That’s part of negotiation and compromise. But we also see conditions, specifically as it relates to pricing of leads, where the desire for a guaranteed price — a fixed cost per lead — creates great inefficiencies. Inefficiencies for both sides.
A year ago, research showed us that lead buyers thought that nearly half of all the leads they buy are overpriced. That’s an ungodly ratio. And that perception fuels a desire for a better price, which is most often met with an equal and opposite reaction from the supply side.
The resulting volatility in performance is damaging and completely unnecessary. Just because you’ve aimed for a fixed price, not fixed results (for both sides). But it doesn’t have to be that way.
Enter dCPL. The dynamic cost per lead. It transfers the focus of the transaction from the input (a lead), to the result. For buyers, that’s a new customer. And for publishers, that’s optimizing monetization of their inventory.
This isn’t a totally new concept. It’s been around for quite a while, actually. Display advertisers have used it for more than a decade. They just call it dCPM, since the CPM is their metric. Impressions. There’s also the dynamic CPC (cost per click) in the works from Google, Facebook, and the major ad exchanges.
These buyers and sellers have successfully moved the focus from front end cost (of an impression) to back end result (client CPA). It’s the path to both optimization and scale for buyers and sellers alike. So why is there so much fixed CPL?
For lead generation, the time is now to adopt dCPL. All the information and data that’s needed to deliver is there. It’s just about connecting the dots. Buyers know which of their sources are performing best by monitoring CPA. They know which individual leads convert from their CRM. By connecting the dots between their desired result (customers) and their investment to get them (lead buying), it simply becomes a question of working together with publishers for a shared — and better — outcome.
Here’s how it works:
The exact price here, though, is not important. What’s important is that it’s fixed. That means that the buyer is going to be paying too much for many of the leads purchased. And the buyer is not going to have access to many of the leads in that would be available. To this buyer, they’ve overpriced. This buyer fixed his price at $40.
That’s too bad. Because the smarter lead buyer would have embraced dCPL. That buyer would be basing decisions on a fixed CPA — and then paying a dynamic price for leads while trying to reach that CPA.
Applying a dCPL model:
And that dynamic CPL does many things.
- It right-prices the leads in blue. The buyer pays real value for the leads that may be less desirable — or less likely to convert.
- It allocates those cost savings to acquire more of the leads in green. These are the ones that are more likely to convert.
- It enables the buyer to buy about 2-3x more leads overall, by paying the right price at every point on the curve.
- And in most instances, this is how a buyer is able to reach (or improve on) their target CPA goals.

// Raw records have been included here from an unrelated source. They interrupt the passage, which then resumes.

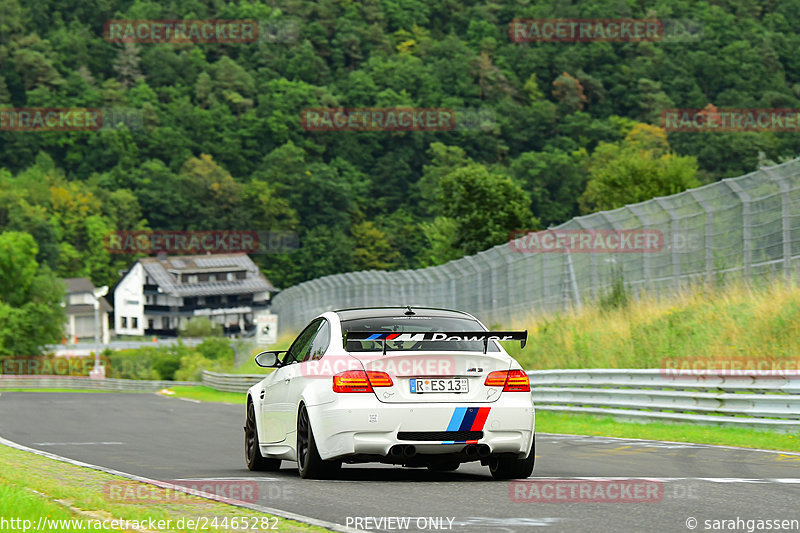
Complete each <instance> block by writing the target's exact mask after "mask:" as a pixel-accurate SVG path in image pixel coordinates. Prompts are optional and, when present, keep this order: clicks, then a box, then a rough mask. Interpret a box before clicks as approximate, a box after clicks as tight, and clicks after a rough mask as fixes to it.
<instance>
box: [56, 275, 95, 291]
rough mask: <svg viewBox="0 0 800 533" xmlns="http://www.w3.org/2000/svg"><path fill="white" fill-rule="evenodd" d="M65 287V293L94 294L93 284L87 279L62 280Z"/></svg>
mask: <svg viewBox="0 0 800 533" xmlns="http://www.w3.org/2000/svg"><path fill="white" fill-rule="evenodd" d="M63 281H64V283H65V284H66V285H67V292H68V293H70V294H72V293H76V292H92V293H93V292H94V283H92V281H91V280H90V279H89V278H63Z"/></svg>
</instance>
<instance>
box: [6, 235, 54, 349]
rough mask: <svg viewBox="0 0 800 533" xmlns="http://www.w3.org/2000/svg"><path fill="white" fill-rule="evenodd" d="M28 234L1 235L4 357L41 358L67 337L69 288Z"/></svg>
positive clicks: (32, 237) (33, 240) (31, 237)
mask: <svg viewBox="0 0 800 533" xmlns="http://www.w3.org/2000/svg"><path fill="white" fill-rule="evenodd" d="M37 253H38V248H37V246H36V241H34V239H33V237H32V236H31V235H30V234H28V233H24V232H15V231H6V232H3V233H0V355H38V354H40V353H41V352H42V348H43V346H44V345H45V344H49V343H56V342H58V340H59V339H60V338H61V335H62V334H63V328H64V323H65V320H66V315H65V313H64V308H63V307H62V305H61V304H62V302H63V299H64V292H65V287H64V286H63V284H61V282H60V281H59V280H58V279H57V278H56V277H55V276H54V275H53V273H52V272H51V271H50V269H49V268H48V267H47V266H40V265H39V264H38V263H37V262H36V254H37Z"/></svg>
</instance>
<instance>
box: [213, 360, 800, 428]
mask: <svg viewBox="0 0 800 533" xmlns="http://www.w3.org/2000/svg"><path fill="white" fill-rule="evenodd" d="M528 376H530V378H531V386H532V391H533V398H534V401H535V402H536V409H537V410H541V411H560V412H571V413H585V414H594V415H610V416H613V417H615V418H620V419H629V420H638V421H649V422H683V423H701V424H711V425H727V426H738V427H754V428H760V429H772V430H781V431H795V430H800V376H789V375H787V376H758V375H737V376H727V375H725V374H724V372H715V371H706V372H703V373H698V375H691V376H685V375H682V376H671V375H669V374H668V372H667V371H665V370H661V369H645V370H638V369H632V370H624V369H620V370H613V369H608V370H607V369H588V370H533V371H530V372H528ZM263 378H264V375H261V374H239V375H236V374H219V373H216V372H207V371H204V372H203V384H204V385H206V386H208V387H212V388H215V389H217V390H224V391H228V392H242V393H244V392H247V389H249V388H250V387H252V386H253V385H255V384H256V383H258V382H259V381H261V380H262V379H263Z"/></svg>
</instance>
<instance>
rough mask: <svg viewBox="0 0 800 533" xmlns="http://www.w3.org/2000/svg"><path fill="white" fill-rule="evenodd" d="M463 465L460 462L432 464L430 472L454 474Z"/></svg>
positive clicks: (429, 466)
mask: <svg viewBox="0 0 800 533" xmlns="http://www.w3.org/2000/svg"><path fill="white" fill-rule="evenodd" d="M459 466H461V463H459V462H458V461H444V462H441V463H431V464H429V465H428V470H430V471H431V472H452V471H453V470H458V467H459Z"/></svg>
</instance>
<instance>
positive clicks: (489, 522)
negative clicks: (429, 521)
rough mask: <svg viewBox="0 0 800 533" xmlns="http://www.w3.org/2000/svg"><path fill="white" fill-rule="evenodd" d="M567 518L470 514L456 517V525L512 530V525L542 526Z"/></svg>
mask: <svg viewBox="0 0 800 533" xmlns="http://www.w3.org/2000/svg"><path fill="white" fill-rule="evenodd" d="M564 520H567V519H566V518H555V517H554V518H547V517H541V518H495V517H493V516H468V517H466V518H456V519H455V521H454V522H453V525H454V526H464V527H470V526H471V527H481V528H483V529H484V531H486V530H487V528H492V529H493V530H494V531H503V530H504V529H505V530H506V531H512V530H511V529H506V528H511V527H515V526H516V527H541V526H553V525H556V524H558V523H559V522H562V521H564Z"/></svg>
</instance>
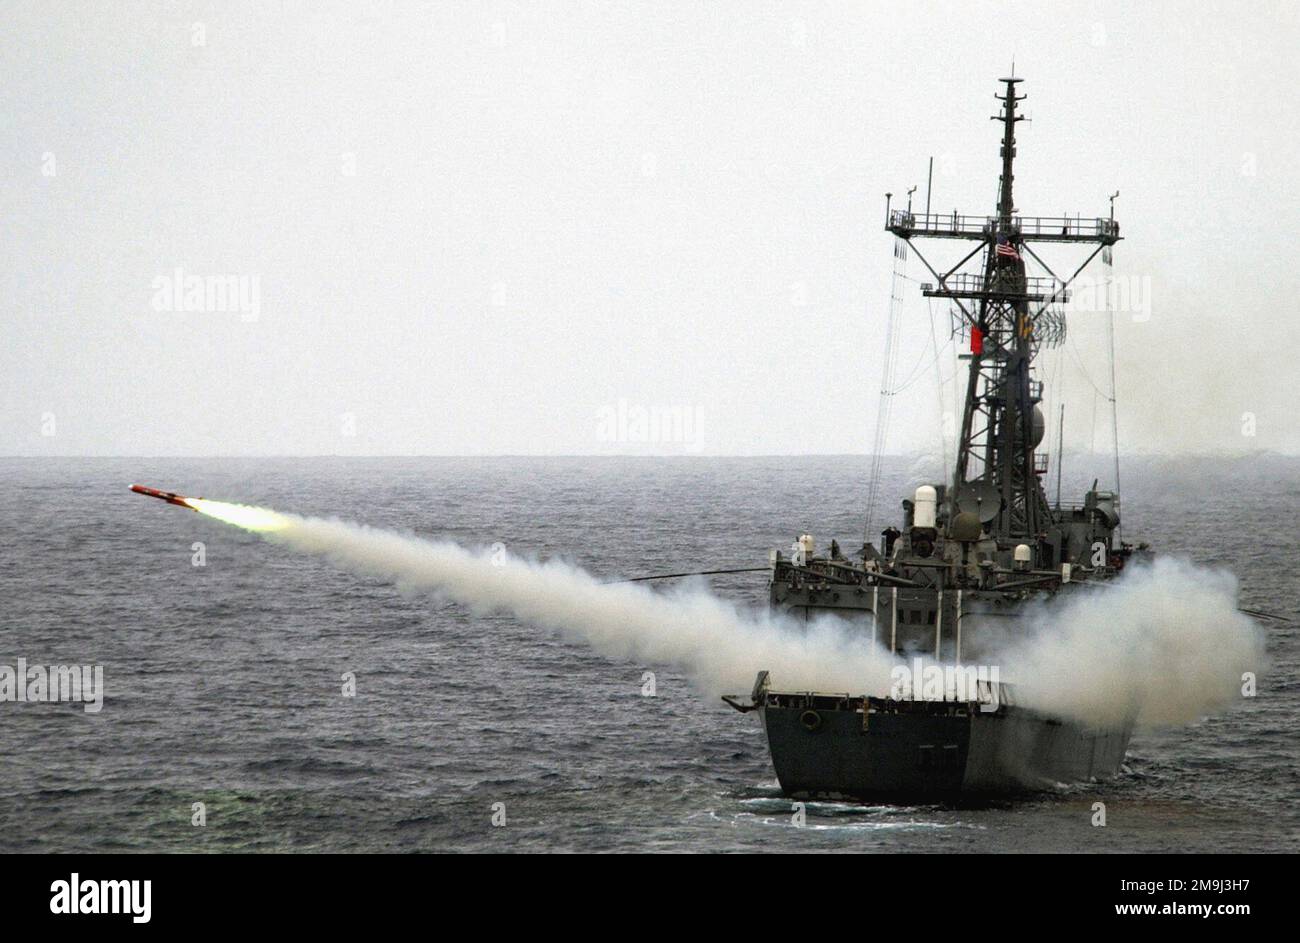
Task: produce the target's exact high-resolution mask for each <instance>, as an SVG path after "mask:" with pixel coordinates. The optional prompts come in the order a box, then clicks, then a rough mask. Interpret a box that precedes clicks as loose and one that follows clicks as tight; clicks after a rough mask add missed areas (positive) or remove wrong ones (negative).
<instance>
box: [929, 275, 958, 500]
mask: <svg viewBox="0 0 1300 943" xmlns="http://www.w3.org/2000/svg"><path fill="white" fill-rule="evenodd" d="M927 300H928V302H930V346H931V349H932V350H933V351H935V405H936V406H937V408H939V453H940V455H943V459H944V466H943V473H944V476H946V475H948V436H945V434H944V415H945V414H946V411H945V410H944V369H943V367H940V365H939V355H940V354H941V352H943V350H940V347H939V333H937V332H936V329H935V299H933V298H930V299H927ZM952 339H953V338H952V337H949V338H948V341H949V343H950V342H952Z"/></svg>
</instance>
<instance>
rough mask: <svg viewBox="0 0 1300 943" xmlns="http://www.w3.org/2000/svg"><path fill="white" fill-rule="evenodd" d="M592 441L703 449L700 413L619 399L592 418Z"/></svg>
mask: <svg viewBox="0 0 1300 943" xmlns="http://www.w3.org/2000/svg"><path fill="white" fill-rule="evenodd" d="M595 419H597V423H595V437H597V438H598V440H599V441H601V442H617V444H624V445H628V444H630V445H680V446H682V447H684V449H685V450H686V451H694V450H697V449H699V447H702V445H703V440H702V429H703V420H705V416H703V410H702V408H701V407H698V406H643V405H640V403H629V402H628V401H627V399H620V401H619V402H617V403H610V405H607V406H602V407H601V408H599V410H597V414H595Z"/></svg>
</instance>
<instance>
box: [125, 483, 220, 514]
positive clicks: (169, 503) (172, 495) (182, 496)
mask: <svg viewBox="0 0 1300 943" xmlns="http://www.w3.org/2000/svg"><path fill="white" fill-rule="evenodd" d="M131 490H133V492H135V493H136V494H143V496H146V497H149V498H157V499H159V501H165V502H168V503H169V505H178V506H179V507H188V509H190V510H191V511H198V510H199V509H198V507H194V506H192V505H190V501H191V498H187V497H185V496H183V494H177V493H174V492H160V490H159V489H157V488H146V486H144V485H131ZM201 499H203V498H199V501H201Z"/></svg>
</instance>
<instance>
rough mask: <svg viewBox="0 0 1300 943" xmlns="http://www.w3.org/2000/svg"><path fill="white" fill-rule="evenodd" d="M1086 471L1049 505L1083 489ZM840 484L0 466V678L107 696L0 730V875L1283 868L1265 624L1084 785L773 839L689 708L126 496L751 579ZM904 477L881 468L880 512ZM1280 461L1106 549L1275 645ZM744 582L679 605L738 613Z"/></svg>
mask: <svg viewBox="0 0 1300 943" xmlns="http://www.w3.org/2000/svg"><path fill="white" fill-rule="evenodd" d="M1089 462H1091V459H1080V460H1078V462H1076V463H1075V464H1076V466H1079V467H1078V468H1075V472H1076V475H1075V476H1071V479H1070V480H1067V483H1066V496H1067V498H1069V496H1070V494H1071V493H1073V492H1075V493H1082V490H1083V488H1084V486H1086V485H1087V484H1088V483H1091V479H1092V477H1093V475H1102V476H1105V473H1106V464H1105V462H1102V460H1100V459H1097V468H1096V470H1093V468H1091V467H1088V466H1089ZM867 464H868V462H867V460H866V459H863V458H854V457H835V458H764V459H705V458H680V459H651V458H646V459H637V458H591V459H584V458H555V459H542V458H499V459H471V458H464V459H450V458H409V459H343V458H337V459H334V458H317V459H148V458H146V459H3V460H0V483H3V485H4V486H3V488H0V562H3V563H0V613H3V623H0V624H3V643H0V665H10V666H12V665H16V663H17V659H18V658H19V657H21V658H26V661H27V663H29V665H101V666H104V678H105V688H107V695H105V698H104V706H103V710H101V711H100V713H98V714H87V713H85V711H83V710H82V708H81V706H79V705H73V704H14V702H0V775H3V788H0V851H4V852H14V851H19V852H21V851H27V852H74V851H75V852H103V851H162V852H173V851H174V852H181V851H211V852H217V851H289V852H307V851H394V852H417V851H465V852H472V851H693V852H706V851H724V852H733V851H861V852H889V851H910V852H984V851H992V852H1004V851H1011V852H1015V851H1050V852H1148V851H1187V852H1225V851H1226V852H1277V851H1292V852H1294V851H1300V829H1297V825H1300V817H1297V813H1296V803H1295V800H1296V797H1297V786H1300V757H1297V736H1296V728H1297V721H1300V648H1297V639H1296V627H1295V626H1294V624H1279V623H1270V624H1266V626H1265V627H1264V630H1265V632H1266V639H1268V653H1269V665H1268V667H1266V670H1265V672H1264V674H1262V675H1261V679H1260V692H1258V696H1257V697H1255V698H1251V700H1243V701H1242V702H1239V704H1236V705H1234V706H1232V708H1230V709H1229V710H1226V711H1225V713H1222V714H1219V715H1216V717H1209V718H1204V719H1201V721H1199V722H1196V723H1192V724H1190V726H1187V727H1182V728H1177V730H1165V731H1158V732H1149V731H1148V732H1139V734H1138V735H1136V736H1135V737H1134V741H1132V745H1131V748H1130V753H1128V758H1127V762H1126V765H1125V769H1123V773H1122V775H1121V777H1119V778H1118V779H1115V780H1113V782H1108V783H1101V784H1082V786H1073V787H1069V788H1061V790H1058V791H1054V792H1048V793H1040V795H1035V796H1030V797H1022V799H1017V800H1014V801H1004V803H993V804H984V805H978V806H971V808H949V806H935V805H922V806H891V805H855V804H836V803H811V804H809V805H807V809H806V816H807V817H806V825H803V826H797V825H796V823H794V821H793V818H792V805H790V801H789V800H787V799H784V797H781V795H780V791H779V790H777V787H776V780H775V777H774V774H772V769H771V764H770V760H768V756H767V748H766V743H764V739H763V734H762V731H761V728H759V722H758V719H757V718H755V717H753V715H741V714H737V713H735V711H732V710H731V709H728V708H727V706H725V705H723V704H722V702H720V701H719V698H718V697H716V695H718V693H719V692H701V691H698V689H695V688H693V687H692V685H690V684H689V683H688V682H686V679H685V678H684V676H682V675H680V674H679V672H676V671H673V670H671V669H669V667H666V666H658V665H642V663H634V662H628V661H619V659H610V658H604V657H601V656H598V654H594V653H591V652H590V650H588V649H585V648H584V646H582V645H581V644H580V643H576V641H571V640H564V639H560V637H558V636H555V635H554V633H551V632H547V631H541V630H537V628H534V627H532V626H528V624H524V623H520V622H519V620H516V619H513V618H510V617H476V615H473V614H471V613H468V611H465V610H464V609H461V607H459V606H458V605H455V604H448V602H442V601H439V600H437V598H433V597H429V596H404V594H402V593H400V592H398V591H396V589H395V588H394V587H391V585H389V584H386V583H383V581H381V580H374V579H363V578H357V576H354V575H351V574H348V572H343V571H339V570H337V568H334V567H333V566H331V564H329V563H326V562H324V561H321V559H313V558H304V557H299V555H294V554H292V553H290V551H289V550H286V549H283V548H278V546H274V545H270V544H265V542H263V541H261V540H260V538H257V537H256V536H253V535H248V533H243V532H239V531H235V529H233V528H230V527H226V525H224V524H220V523H217V522H213V520H209V519H205V518H201V516H200V515H196V514H192V512H188V511H185V510H182V509H177V507H169V506H166V505H162V503H160V502H155V501H148V499H146V498H142V497H138V496H134V494H130V493H129V492H127V490H126V486H127V485H129V484H131V483H135V481H139V483H144V484H149V485H156V486H161V488H166V489H175V490H179V492H182V493H186V494H200V496H205V497H209V498H220V499H229V501H239V502H247V503H263V505H269V506H272V507H276V509H278V510H286V511H298V512H303V514H318V515H326V516H339V518H344V519H350V520H357V522H364V523H369V524H374V525H380V527H391V528H398V529H403V531H408V532H415V533H419V535H422V536H430V537H445V538H451V540H456V541H461V542H464V544H468V545H473V546H486V545H491V544H495V542H502V544H504V545H506V546H507V548H508V549H510V550H511V551H512V553H515V554H524V555H530V554H532V555H546V557H556V555H558V557H563V558H565V559H569V561H572V562H575V563H578V564H581V566H584V567H588V568H590V570H591V571H593V572H595V574H598V575H602V576H608V578H617V576H630V575H642V574H654V572H676V571H682V570H705V568H715V567H722V566H762V564H763V563H764V562H766V559H767V550H768V548H785V546H788V545H789V542H790V540H792V538H793V536H794V535H796V533H800V532H805V531H807V532H813V533H814V535H815V536H816V537H818V540H819V542H822V544H824V542H827V541H828V540H829V538H831V537H836V536H837V537H840V538H841V542H844V544H845V546H846V548H848V546H854V545H855V541H859V540H861V536H862V528H863V522H862V519H861V509H862V507H863V503H865V490H866V488H865V477H866V471H867ZM915 475H917V467H915V464H913V463H910V462H907V460H904V459H900V460H894V462H889V463H887V473H885V480H884V486H883V494H884V496H887V498H888V499H889V501H893V498H894V497H900V498H901V497H902V496H904V494H905V493H906V492H905V489H906V486H907V485H909V484H913V483H914V481H915ZM894 506H896V505H894ZM1297 519H1300V459H1288V458H1277V457H1266V458H1257V459H1234V460H1227V459H1213V460H1210V459H1195V460H1193V459H1177V460H1175V459H1134V460H1130V462H1127V463H1126V467H1125V536H1126V538H1128V540H1139V538H1140V540H1148V541H1151V542H1152V544H1153V545H1154V546H1156V548H1157V549H1158V550H1161V551H1164V553H1171V554H1179V555H1186V557H1188V558H1191V559H1193V561H1195V562H1197V563H1203V564H1208V566H1216V567H1223V568H1229V570H1232V571H1235V572H1236V574H1238V575H1239V578H1240V585H1242V605H1243V606H1251V607H1256V609H1264V610H1269V611H1273V613H1278V614H1281V615H1286V617H1290V618H1292V619H1300V584H1297V580H1296V578H1295V572H1296V567H1297V564H1300V548H1297V545H1296V541H1295V536H1294V522H1295V520H1297ZM195 542H201V544H203V545H204V548H203V550H204V554H205V566H201V567H196V566H194V562H192V558H194V554H195V550H194V544H195ZM763 579H764V578H763V574H744V575H735V576H720V578H714V579H712V581H711V584H712V587H714V589H715V592H716V593H719V594H720V596H725V597H728V598H733V600H737V601H740V602H744V604H749V605H753V606H761V605H763V601H764V598H766V589H764V585H763ZM754 667H755V671H757V670H758V669H761V667H766V666H763V665H755V666H754ZM646 671H654V674H655V688H656V692H655V696H654V697H645V696H642V684H643V675H645V672H646ZM344 672H352V675H354V676H355V683H356V696H355V697H343V696H342V687H343V680H342V675H343V674H344ZM1096 801H1104V803H1105V805H1106V819H1108V823H1106V826H1105V827H1093V825H1092V817H1093V812H1092V806H1093V803H1096ZM195 803H201V804H203V806H204V810H205V825H201V826H196V825H194V823H192V817H194V814H195V812H194V804H195ZM500 809H503V810H504V825H500V826H498V825H494V823H493V818H494V812H497V810H500ZM498 818H499V817H498Z"/></svg>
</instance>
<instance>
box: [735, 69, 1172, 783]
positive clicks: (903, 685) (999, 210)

At PX, we call this pricing for both performance and for opportunity. A buyer’s primary objective is to maximize their opportunity while maintaining consistent ROI performance and efficiencies. Multi-layered pricing (the dCPL) does just that.
Why it works:
This is where “transparency” comes to life, and the sharing of knowledge that we described earlier begins to eliminate the tension between buyers and sellers.
It’s a Huge Benefit for Publishers
The simple beauty of dCPL for publishers is that buyers don’t simply negotiate for a lower price. They’re willing to pay higher prices when they know it’s warranted. But that’s only the beginning.
The greater beauty and benefit is that when you take away the buyer’s need and focus upon lower price, buyers will then manage the performance of their own campaigns! With this friction removed, it frees publishers to turn their head toward other things. Their focus can be more strategic: finding the right audience; making their media buys more efficient; and ultimately, better monetizing their audience.
In addition, when you add dynamic lead pricing, buyers no longer need to filter. The idea of day-parting becomes obsolete, because buyers can price to performance. Running lead campaigns over the weekend? Easy, with the right pricing in place!
Budget restraints and caps on campaigns are removed, because the efficiency is already built in. And instead of getting zero budget from buyers on some leads, publishers can get some budget for every lead across their spectrum.
And that’s huge!
The impact of dCPL on lead buyers and publishers
The core objective when it comes to lead buying is growing a customer base. Today’s leading edge media buyers are applying dynamic pricing to their campaigns. Media buyers who are active in search, social, email, and on comparison review sites are using the model to grow their business.
And they are winning! Data shows that when buyers deploy dynamic pricing, they consistently and significantly GROW their volume with their publishers, because their campaigns with those publishers go uncapped. Good for the buyer… and good for the publisher!
Conclusion
Dynamic pricing has been adopted by just about all other sectors of digital marketing. It reduces friction between buyers and sellers, and it delivers to both parties better performance and more scale. Less friction means less restrictions; greater transparency; more trust; alignment between parties. And success for both. That’s our goal.
And that’s all because of the dCPL. Don’t you love it?